¿Cómo están ustedes?
Estarán ustedes por una vez de acuerdo conmigo: vaya mierda de invierno éste que acabamos de pasar. Un invierno así, ni merece tal nombre. Calor y cumbres peladas han sido el pan nuestro de cuatro meses, y ha habido que echarle imaginación y ganas para siquiera pensar en esquiar o escalar en hielo.
Los meses así pasan lentos pero, llegado abril, algunos de nosotros podremos partir de nuevo hacia el Himalaya, suerte nunca suficientemente agradecida. Al igual que en las últimas primaveras, más de 700 personas plantarán sus tiendas debajo de ambas caras del Chomolungma, también llamado Everest, con la, en principio, sana intención de encaramarse hasta lo más alto y bajar para contarlo, o incluso contarlo mientras tanto, al menos a las dos docenas de amiguetes y familiares que les sigan, en el mejor de los casos. Y no seré yo quién les critique, a ninguno de ellos, la finalidad o intención, ni el empeño o motivación. Pero, como pronto veremos, algunos se merecen todo mi desdén o incluso hasta mi desprecio por la manera en la que tratan a una montaña que es sagrada para quienes viven debajo de ella y que se merecería mucho más de lo que se le entrega a cambio del éxito, desde cualquier punto de vista. Chomolungma quiere decir la Diosa Madre de la Tierra.

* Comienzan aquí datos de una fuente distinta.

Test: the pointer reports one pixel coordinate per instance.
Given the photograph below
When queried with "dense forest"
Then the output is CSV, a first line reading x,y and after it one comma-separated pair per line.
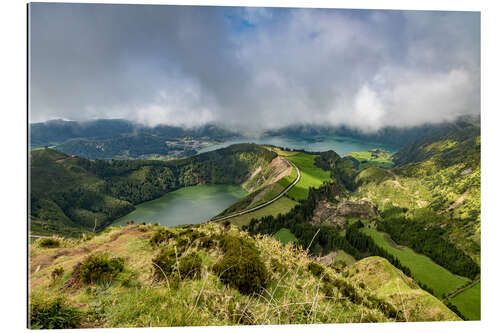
x,y
71,194
424,238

Este Everest conoce al menos una docena de escaladas destacadas, desde la de Unsoeld y Horbein por la arista oeste, la más infravalorada de la historia, hasta las de los australianos por el corredor Norton o los anglosajones por la cara este, entre otros. Aún así, sus laderas solo han visto dos ascensos limpios en casi 100 años de historia: el inigualable solo de Messner en agosto de 1980 y la subida en plan exprés de Loretan y Troillet en el mismo mes de 1986, ambos sin oxígeno, cuerdas o sherpas, que es, dicho sea de paso, como se define el juego limpio a 8.000 metros. Ambas escaladas son el mejor ejemplo de funambulismo sin red, de alpinismo trasladado a la categoría de arte. Por esa búsqueda artística tiene mucho más mérito intentarlo y fallar limpiamente, como Iñurrategi, Vallejo y Latorre el año pasado, que subirlo de cualquier modo. Así que acojona muchísimo observar el desfile anual de esperpénticos payasos empeñados en lograr sus 15 minutos de fama a base de dejar que los sherpas les hagan todo el trabajo, agarrándose a miles de metros de cuerda fija hasta con los dientes mientras chupan más oxígeno que Jacques Cousteau.
Uno creía haberlo visto todo, pero el último en llegar y llamar a la puerta causa espanto. Se trata de un auténtico necio, holandés por más señas, cuyo nombre callaré para no manchar estas páginas. El tipo pretende subir a la montaña más alta del mundo en pantalón corto, para probar no sé que teorías del “fuego interior”. ¡Haznos un favor a todos y deja al Everest en paz! La responsabilidad es en parte de los medios, que debieran asegurarse que los 15 minutos correspondientes a elementos así se reduzcan a cero, y en parte de todos nosotros, que no debiéramos tolerar que se viole de tal modo a ese montón de hielo y piedras que tanto amamos. El Everest se convertirá, si lo permitimos, en el estercolero mediático y televisivo habitual al que nos hemos habituado por aquí señoras y señores, pasen y vean... o digan que no y miren a otro lugar donde la aventura sea real y el aventurero sepa qué significa la palabra ética.
Columna publicada en el número 38 de Campobase (Abril 2007).